On the invite of renown social stratification and China scholar, Prof. Dr. Yu Xie (Princeton University) Julia Teebken and Dr. Jesse Rodenbiker (Princeton University / Rutgers University) were invited as guest editors to convene a Special Issue on “China and the Environment” with the Chinese Journal of Sociology. The manuscripts are currently being collected and will be published via the following link: https://journals.sagepub.com/page/chs/call-for-papers/china-and-the-environment.
Together with colleagues from Bangladesh, India, Norway, and the United States, Julia Teebken is currently guest editing the Special Issue “From Vulnerability to Critical Adaptation Policy and Practice” with Climate and Development. The special issue incorporates transdisciplinary scholarship that critically assesses current adaptation practices, policy processes, models, and tools. Through both empirical case studies and literature reviews, the collection of articles will have the aim to produce concrete recommendations for justice-centered adaptation policymaking and practice.
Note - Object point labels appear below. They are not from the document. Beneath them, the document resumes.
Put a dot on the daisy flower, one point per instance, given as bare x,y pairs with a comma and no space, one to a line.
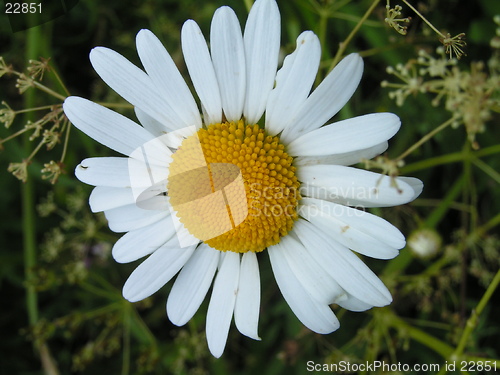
203,194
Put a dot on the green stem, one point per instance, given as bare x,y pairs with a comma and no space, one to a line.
448,158
425,138
473,319
424,19
28,199
248,5
126,342
346,42
418,335
48,91
66,141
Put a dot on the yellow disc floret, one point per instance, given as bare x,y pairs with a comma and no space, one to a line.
233,187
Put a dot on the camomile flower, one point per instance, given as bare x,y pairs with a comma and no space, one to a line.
255,167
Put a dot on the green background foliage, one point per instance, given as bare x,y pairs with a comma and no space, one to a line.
62,309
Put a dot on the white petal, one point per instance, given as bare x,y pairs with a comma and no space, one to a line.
316,316
166,77
150,124
108,171
228,56
201,70
130,217
155,271
192,284
293,82
143,241
352,186
353,304
350,135
221,307
348,158
105,126
415,184
262,44
327,99
360,231
345,267
133,84
247,307
105,198
316,281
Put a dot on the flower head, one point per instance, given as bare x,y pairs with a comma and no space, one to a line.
204,195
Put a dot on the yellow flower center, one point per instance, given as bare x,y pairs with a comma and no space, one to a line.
233,187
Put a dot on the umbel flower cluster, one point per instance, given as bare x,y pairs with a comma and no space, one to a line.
259,169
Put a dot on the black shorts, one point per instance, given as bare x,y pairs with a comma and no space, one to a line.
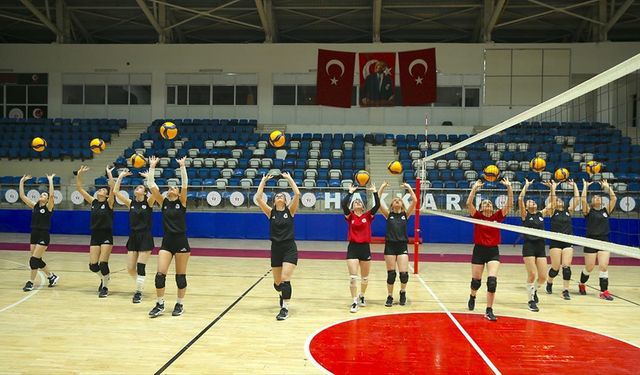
360,251
395,248
40,237
101,237
175,243
534,248
590,250
484,254
140,241
283,252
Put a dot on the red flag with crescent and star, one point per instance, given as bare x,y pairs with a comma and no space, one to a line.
334,80
418,80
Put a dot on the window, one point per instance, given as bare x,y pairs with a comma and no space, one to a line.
94,94
284,95
72,94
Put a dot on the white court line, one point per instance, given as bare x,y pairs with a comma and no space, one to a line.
457,323
29,295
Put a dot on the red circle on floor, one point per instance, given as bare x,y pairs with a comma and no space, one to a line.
427,343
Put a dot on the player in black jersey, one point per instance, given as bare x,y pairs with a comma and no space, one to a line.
597,217
101,230
561,253
140,242
40,225
284,252
395,242
174,241
533,249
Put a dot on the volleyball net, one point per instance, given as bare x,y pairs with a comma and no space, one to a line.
589,131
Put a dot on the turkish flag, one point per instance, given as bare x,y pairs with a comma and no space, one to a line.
334,80
377,78
418,76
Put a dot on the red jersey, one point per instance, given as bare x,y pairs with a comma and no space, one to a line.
487,236
359,227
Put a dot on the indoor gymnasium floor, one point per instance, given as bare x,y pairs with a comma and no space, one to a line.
229,324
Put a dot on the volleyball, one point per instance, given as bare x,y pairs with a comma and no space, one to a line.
138,161
97,145
491,173
362,177
38,144
168,130
395,167
276,138
538,164
561,174
593,167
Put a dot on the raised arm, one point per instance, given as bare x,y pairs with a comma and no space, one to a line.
260,194
83,192
23,196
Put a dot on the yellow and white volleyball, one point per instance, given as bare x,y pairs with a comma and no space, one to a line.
593,167
491,173
38,144
277,138
97,145
538,164
561,174
362,177
168,130
138,161
395,167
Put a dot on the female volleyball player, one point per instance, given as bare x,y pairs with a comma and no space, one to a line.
485,250
174,242
533,249
561,253
101,230
40,225
395,242
597,217
140,242
359,237
284,252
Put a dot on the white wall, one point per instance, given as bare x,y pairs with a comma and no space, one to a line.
455,62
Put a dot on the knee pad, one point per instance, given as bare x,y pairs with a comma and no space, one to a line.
492,284
140,267
160,280
286,290
391,277
181,281
404,277
104,268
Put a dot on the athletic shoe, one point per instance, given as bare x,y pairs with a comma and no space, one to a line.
103,292
403,298
178,309
283,314
28,286
354,307
582,289
472,303
489,315
137,297
389,302
606,295
156,311
53,280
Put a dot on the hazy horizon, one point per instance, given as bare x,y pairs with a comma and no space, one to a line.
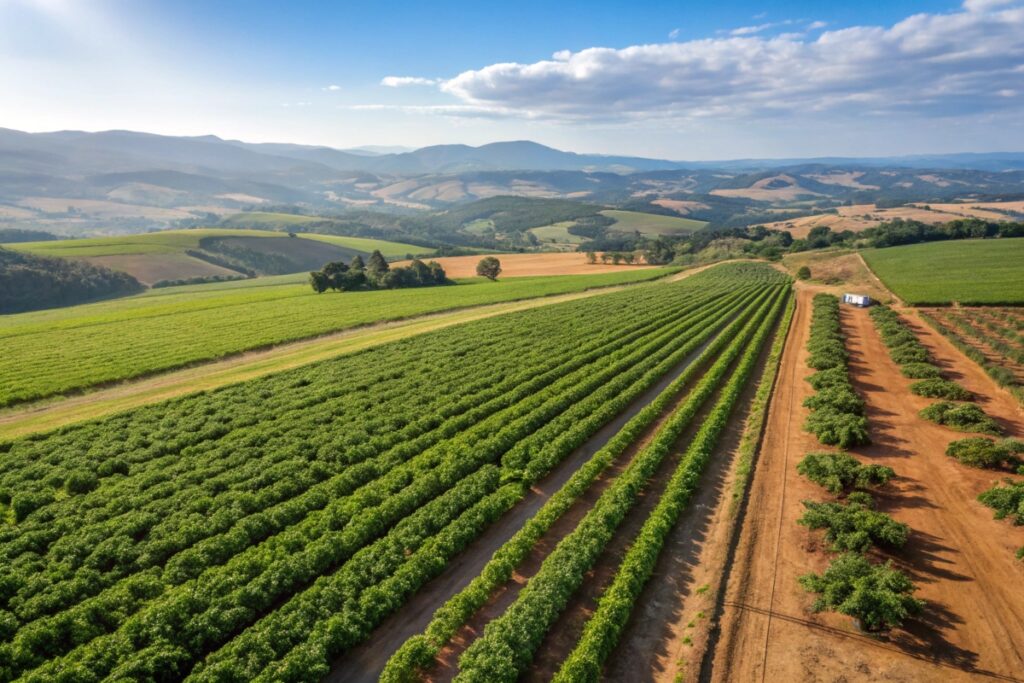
649,80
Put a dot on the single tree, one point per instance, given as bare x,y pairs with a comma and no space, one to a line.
318,282
488,267
377,265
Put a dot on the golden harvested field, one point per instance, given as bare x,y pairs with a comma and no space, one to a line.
861,216
522,265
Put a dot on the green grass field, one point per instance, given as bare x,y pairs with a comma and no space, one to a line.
968,271
649,223
559,232
56,351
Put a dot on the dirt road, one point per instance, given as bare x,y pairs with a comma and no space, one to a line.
961,558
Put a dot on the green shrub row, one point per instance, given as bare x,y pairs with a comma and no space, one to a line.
837,416
604,627
419,651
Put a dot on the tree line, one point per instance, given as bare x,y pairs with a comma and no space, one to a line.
376,273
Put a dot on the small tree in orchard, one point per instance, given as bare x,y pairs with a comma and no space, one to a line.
488,267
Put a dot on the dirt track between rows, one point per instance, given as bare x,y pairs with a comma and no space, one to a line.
961,558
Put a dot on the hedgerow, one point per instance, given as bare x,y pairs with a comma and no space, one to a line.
986,453
877,595
508,643
854,525
837,416
962,417
840,472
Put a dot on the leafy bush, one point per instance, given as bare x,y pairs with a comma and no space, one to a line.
843,429
908,353
986,453
920,371
841,471
878,595
939,388
962,417
1007,501
839,398
854,525
829,378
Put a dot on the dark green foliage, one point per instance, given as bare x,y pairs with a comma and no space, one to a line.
920,371
962,417
908,353
837,412
30,283
838,398
854,525
376,274
939,388
13,235
986,453
877,595
81,481
488,267
1007,500
841,471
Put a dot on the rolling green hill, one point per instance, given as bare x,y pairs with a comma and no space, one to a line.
650,223
968,271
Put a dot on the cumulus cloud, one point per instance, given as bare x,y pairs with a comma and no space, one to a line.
932,65
402,81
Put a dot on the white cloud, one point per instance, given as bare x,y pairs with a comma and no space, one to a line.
929,65
402,81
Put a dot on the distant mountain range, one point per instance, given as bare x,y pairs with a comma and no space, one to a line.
112,152
115,181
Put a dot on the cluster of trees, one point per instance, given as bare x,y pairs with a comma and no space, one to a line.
31,283
376,273
837,411
907,351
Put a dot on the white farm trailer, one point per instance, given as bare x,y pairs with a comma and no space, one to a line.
861,300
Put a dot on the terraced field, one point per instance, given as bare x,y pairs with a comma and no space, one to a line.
261,531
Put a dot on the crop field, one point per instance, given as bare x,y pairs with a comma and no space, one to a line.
649,223
56,351
263,530
966,271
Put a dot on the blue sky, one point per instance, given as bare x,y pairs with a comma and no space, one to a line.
664,79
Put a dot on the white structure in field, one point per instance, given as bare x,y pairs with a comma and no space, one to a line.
861,300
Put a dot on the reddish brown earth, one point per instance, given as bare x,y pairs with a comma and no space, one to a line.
961,558
523,265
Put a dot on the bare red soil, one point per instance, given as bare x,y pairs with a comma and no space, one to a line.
961,558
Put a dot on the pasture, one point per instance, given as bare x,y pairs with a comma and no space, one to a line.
650,223
966,271
166,329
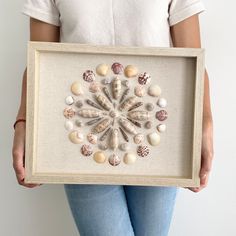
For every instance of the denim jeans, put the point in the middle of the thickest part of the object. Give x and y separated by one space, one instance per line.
121 210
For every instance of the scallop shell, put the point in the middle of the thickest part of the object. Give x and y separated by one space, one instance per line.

Three broad questions are at :
- How can policy-makers, social movements, knowledge brokers, and scholars confront this gap between an increasingly refined understanding of the root causes of climate vulnerability and a prevailing pattern of adaptation policy that fails to directly address those root causes–both in terms of elucidating the ways in which seemingly radical discourses of transformation are appropriated by powerful actors (i.e. Long and Rice 2021; Thomas 2024; Westman and Broto 2022) as well as how creative engagements with vulnerable communities can begin to directly address root causes even within prevailing approaches to climate policy (i.e. Colloff et al. 2024; Grove et al. 2023; Meriläinen et al. 2022)?
- How might research play a part in refining and implementing the proliferating array of radical and transformative policy principles and frameworks to guide the design of adaptation interventions so as to more directly and effectively address the root causes of vulnerability and the climate crisis (i.e. Ajibade and Adams 2019; Anguelovski et al. 2020; Amorim-Maia et al. 2022; Broto et al. 2023; Cannon et al. 2023; Fitzgerald et al. 2023; Morrison et al. 2020; Oscilowicz et al 2022)?
- What new imaginations and practices are needed to advance the design, implementation, and assessment of radical climate interventions (Chhetri et al. 2023; Nightingale et al. 2020), and what is the role of academic scholarship in pursuing transformative adaptation (McPhearson et al. 2021; Meriläinen et al. 2022)?
The papers in this special issue will include multiple scales of governance from local to global and will cover studies from around the world–including case studies from the Global North and Global South.